Leichlingen: Kunst genießen - auch vom Sofa aus
Christa Nouvertné, Christa Jung, Ulla Schellin, Heike Konrad und Irmgard Kaduk (v.l.) zeigen ab 30. November im ehemaligen Geschäft Pickard ihre ganz unterschiedlichen Kunstwerke in der Schau "Zeit für Schönes, Zeit für Kunst". FOTO: Uwe Miserius
Leichlingen. Ein kreatives Quintett bietet ab Ende November eine Kunstschau im ehemaligen Herrenausstatter Pickard an - mit Sofa und Kaffee. Titel: "Zeit für Schönes, Zeit für Kunst". Von Ina Bodenröder

Es soll anders werden als alles, was die Witzheldener und Leichlinger Kunstwelt bisher erlebt hat. Nicht der Verkauf wird diesmal im Vordergrund stehen. Vielmehr geht es um eine spezielle Atmosphäre, die den intensiven Kunstgenuss erst ermöglichen soll: Vom 30. November bis zum 2. Dezember haben fünf Witzheldener Künstlerinnen die Räume des ehemaligen Herrenausstatters Pickard auf der Solinger Straße 12 gemietet und präsentieren dort ihre Kunstwerke in der Ausstellung "Zeit für Schönes, Zeit für Kunst".

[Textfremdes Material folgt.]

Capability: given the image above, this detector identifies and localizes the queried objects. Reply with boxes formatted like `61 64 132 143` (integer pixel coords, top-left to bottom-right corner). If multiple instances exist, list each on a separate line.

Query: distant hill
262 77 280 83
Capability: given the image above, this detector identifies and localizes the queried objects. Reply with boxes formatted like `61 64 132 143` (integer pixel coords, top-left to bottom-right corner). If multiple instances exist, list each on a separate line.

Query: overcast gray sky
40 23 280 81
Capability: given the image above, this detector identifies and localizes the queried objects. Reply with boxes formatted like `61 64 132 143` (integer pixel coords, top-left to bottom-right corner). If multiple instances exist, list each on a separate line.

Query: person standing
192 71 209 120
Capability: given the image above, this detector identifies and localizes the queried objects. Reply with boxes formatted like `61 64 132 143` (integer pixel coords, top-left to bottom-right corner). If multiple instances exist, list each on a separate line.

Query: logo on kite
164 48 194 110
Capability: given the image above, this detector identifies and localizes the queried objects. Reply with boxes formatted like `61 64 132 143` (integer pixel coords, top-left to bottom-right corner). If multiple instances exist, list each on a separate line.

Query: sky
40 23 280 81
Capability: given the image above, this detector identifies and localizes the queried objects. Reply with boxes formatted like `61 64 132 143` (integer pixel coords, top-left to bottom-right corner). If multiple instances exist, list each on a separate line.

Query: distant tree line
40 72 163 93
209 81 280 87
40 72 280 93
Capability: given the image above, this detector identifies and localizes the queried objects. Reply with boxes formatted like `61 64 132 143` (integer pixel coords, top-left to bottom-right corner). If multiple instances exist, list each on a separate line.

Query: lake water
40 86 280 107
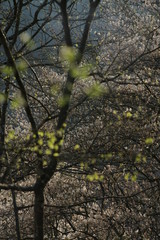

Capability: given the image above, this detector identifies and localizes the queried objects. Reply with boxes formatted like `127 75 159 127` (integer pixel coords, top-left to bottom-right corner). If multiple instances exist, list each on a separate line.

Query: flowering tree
0 0 159 240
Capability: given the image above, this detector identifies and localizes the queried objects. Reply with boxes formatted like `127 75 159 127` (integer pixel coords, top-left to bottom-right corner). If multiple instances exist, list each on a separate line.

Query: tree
0 0 159 239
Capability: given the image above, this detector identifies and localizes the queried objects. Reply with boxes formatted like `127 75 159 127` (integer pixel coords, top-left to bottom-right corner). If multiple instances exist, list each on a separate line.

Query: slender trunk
11 190 21 240
34 187 44 240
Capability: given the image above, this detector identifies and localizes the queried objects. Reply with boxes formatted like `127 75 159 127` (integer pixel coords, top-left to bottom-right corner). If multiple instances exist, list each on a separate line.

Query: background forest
0 0 160 240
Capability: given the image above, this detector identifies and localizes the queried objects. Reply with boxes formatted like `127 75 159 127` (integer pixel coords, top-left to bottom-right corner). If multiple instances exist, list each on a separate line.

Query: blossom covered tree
0 0 159 240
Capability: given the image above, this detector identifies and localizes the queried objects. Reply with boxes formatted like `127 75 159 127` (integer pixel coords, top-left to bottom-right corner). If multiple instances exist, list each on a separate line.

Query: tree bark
34 186 44 240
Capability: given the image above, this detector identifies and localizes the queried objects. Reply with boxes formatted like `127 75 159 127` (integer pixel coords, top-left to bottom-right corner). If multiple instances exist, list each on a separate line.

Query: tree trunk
34 187 44 240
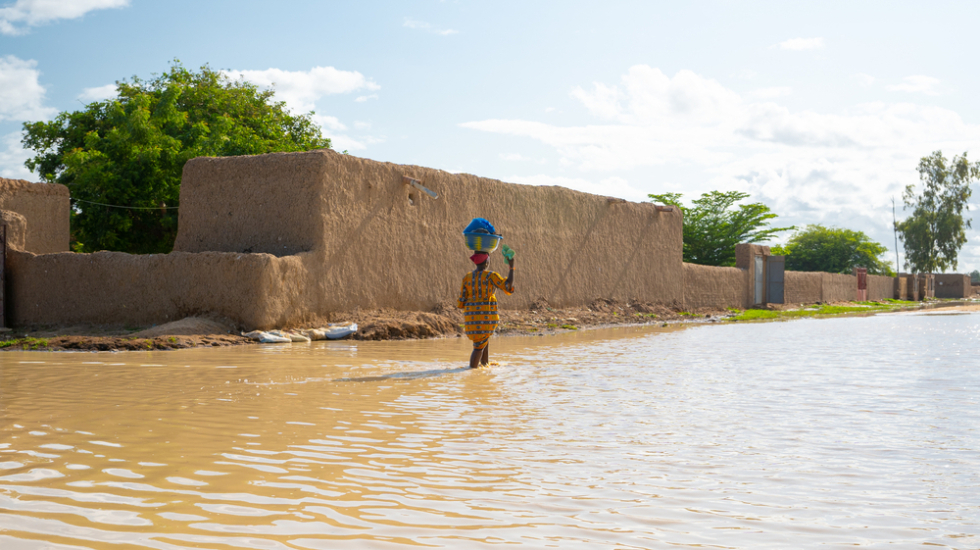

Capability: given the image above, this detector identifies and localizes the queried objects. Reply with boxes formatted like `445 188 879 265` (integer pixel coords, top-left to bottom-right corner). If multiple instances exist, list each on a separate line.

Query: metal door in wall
854 267 868 302
766 256 786 304
0 224 7 328
752 256 766 305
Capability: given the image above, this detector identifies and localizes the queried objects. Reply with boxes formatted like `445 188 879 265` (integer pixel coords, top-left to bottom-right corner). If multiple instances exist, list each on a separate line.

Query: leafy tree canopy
23 61 330 253
897 151 980 273
649 191 795 265
772 224 895 276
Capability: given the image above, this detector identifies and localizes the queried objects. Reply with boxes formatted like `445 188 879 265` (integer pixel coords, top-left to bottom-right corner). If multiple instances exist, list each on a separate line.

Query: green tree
648 191 794 265
772 224 895 276
896 151 980 273
23 61 330 253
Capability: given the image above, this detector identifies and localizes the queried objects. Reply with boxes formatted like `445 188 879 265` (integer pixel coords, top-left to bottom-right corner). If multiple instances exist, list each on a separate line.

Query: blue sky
0 0 980 271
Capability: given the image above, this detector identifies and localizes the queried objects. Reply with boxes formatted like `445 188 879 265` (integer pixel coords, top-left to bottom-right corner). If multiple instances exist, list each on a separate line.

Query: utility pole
892 197 902 275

"Die erste Besonderheit ist, dass es keine große Eröffnungsfeier geben wird", sagen Christa Jung, Irmgard Kaduk, Heike Konrad, Christa Nouvertné und Ulla Schellin. Zwischen 11 und 18 Uhr ist jeder Besucher willkommen, die Künstlerinnen sind an den drei Tagen entweder alle oder abwechselnd vor Ort. "Außerdem wollen wir nicht nur unsere Produkte ausstellen, sondern ein schönes Ambiente schaffen, eine gute Atmosphäre für den Kunstgenuss", betonen die Kreativen. Ins Gespräch möchten sie mit den Menschen kommen, ihnen Zeit für die Kunst geben. Auf einem Sofa können die Gäste das Umfeld genießen, beim Kaffee alles auf sich wirken lassen. Mitte der 1980er Jahre haben vier der fünf Künstlerinnen schon einmal gemeinsam ausgestellt, sich danach aber trotz der räumlichen Nähe mehr oder weniger aus den Augen verloren. "Irgendwann haben wir uns wiedergetroffen und bei einem Treffen die Idee für die gemeinsame Ausstellung entwickelt", erzählt Christa Nouvertné. Das habe wie "Faust aufs Auge" gepasst. Angst, sich gegenseitig mit ihren Werken zu übertrumpfen oder in den Schatten zu stellen, hat keine der fünf. "Wir sind ganz unterschiedlich künstlerisch tätig, nutzen in unserer Kunst keine ähnliche Sprache", betont Heike Konrad. Das aber erzeuge eine gute Spannung, man befruchte sich gegenseitig und stehe nicht in Konkurrenz zueinander.

So wird Konrad Skulpturen aus Stein und Ton ausstellen. Sie ist seit einigen Jahren vor allem bildhauerisch tätig. Die Köpfe ihrer Enkel hat sie beispielsweise äußerst lebensecht modelliert. Ulla Schellin hingegen malt abstrakt vor allem mit Acryl, aber auch mit anderen Materialien. Spuren und Strukturen locken den Betrachter, sich sein individuelles Bild zu machen. "Meine Werke haben nie Themen, jeder entwickelt dazu seine eigene Geschichte", erzählt sie.

Ganz anders hingegen Christa Nouvertné: Am besten trifft ihre Werke wohl die Beschreibung als expressive Acrylmalerei. Auch bei ihr kommen verschiedenen Techniken und Materialien zum Einsatz, so dass von ihr neben Acryl- auch Öl-, Aquarell- und Tuschebilder zu sehen sein werden. Irmgard Kaduk hingegen malt nicht, sie gestaltet Skulpturen aus Treibholz und lufttrocknender Modelliermasse. Das alte Holz stammt oftmals aus dem Rhein und erzählt seine ganz eigenen Geschichten. Die menschlichen Figuren, die aus der Modelliermasse entstehen und mit Grundierungen veredelt werden, stehen oft in einem optisch interessanten Gegensatz zum Holz.

Abgerundet wird das Quintett durch Christa Jung. Ihre Werke sind durch filigrane Bleistift- und Tuschezeichnungen geprägt, oftmals Katzen und Blumen, aber auch Witzheldener Motive. Ullrich Kitzka, der einzige Leverkusener in der Runde, erweitert die Ausstellung um gedrechselte Holzschalen.